Upper bound for the order of the group of automorphisms of Riemann surfaces of genus 2 By the Hurwitz's automorphisms theorem there is an upper bound $|\text{Aut}(C)|\leq 84(g-1)$ for all Riemann surfaces $C$ with $g(C)\geq 2$, but it is not sharp if $g=2$. What is the sharp upper bound for genus $2$ Riemann surfaces? Also, I'm asking for the simple proof of the fact that there is no genus $2$ Riemann surfaces with $|Aut(C)|=84$.
 A: It follows immediately from Hurwitz' theorem on the genus that a curve of genus 2 cannot have an automorphism of order 7, by considering the quotient map by this action.  Hurwitz himself proved that if 84(g-1) does not occur, the next largest possible bound is 48(g-1).  I.e. his method gives a list of possible bounds, not just one maximal bound.
Mathematische Annalen
1892, Volume 41, Issue 3, pp 403-442
This is offered as an argument for reading the original work.
see also:
Hurwitz's automorphisms theorem with deformations
A: http://amathew.wordpress.com/2011/11/10/automorphisms-of-compact-riemann-surfaces/#more-2954 should be of interest to you.
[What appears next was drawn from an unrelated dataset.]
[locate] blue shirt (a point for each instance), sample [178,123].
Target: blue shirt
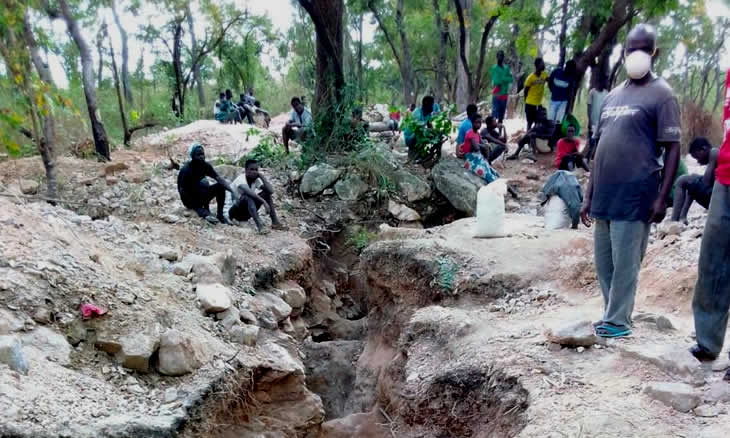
[463,129]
A: One proof uses the fact that every genus $2$ Riemann surface is hyperelliptic.
If $C$ is a hyperelliptic Riemann surface, then there is a unique degree $2$ map to $\mathbb P^1$, which defines a homomorphism $Aut(C) \to Aut(\mathbb P^1)$ whose kernel is of order $2$, generated by the hyperelliptic involution. This gives a finite subgroup of $Aut(\mathbb P^1) = PGL_2(\mathbb C)$ which preserves some set of exactly $2g+2$ points.
A finite subgroup of $PGL_2(\mathbb C)$ must lie in its maximal compact subgroup, which is $SO(3)$.  We can use the classification of finite subgroups of $SO(3)$ to find the possible automorphism groups. We need to find the largest finite subgroup of $SO(3)$ that preserves a set of $6$ points on the sphere.
We use the fact that all subgroups are either cyclic, dihedral, $A_4$, $S_4$, or $A_5$. A cyclic subgroup that fixes $6$ points is no larger than $C_6$. A dihedral subgroup that fixes $6$ points is no larger than $D_6$. $A_5$ has no orbits of fewer than $12$ points. $S_4$ is the largest remaining possibility, and preserves $6$ points (the $6$ vertices of an inscribed regular octahedron), so the largest possible value for $|Aut(C)|$ is $2|S_4|=48$.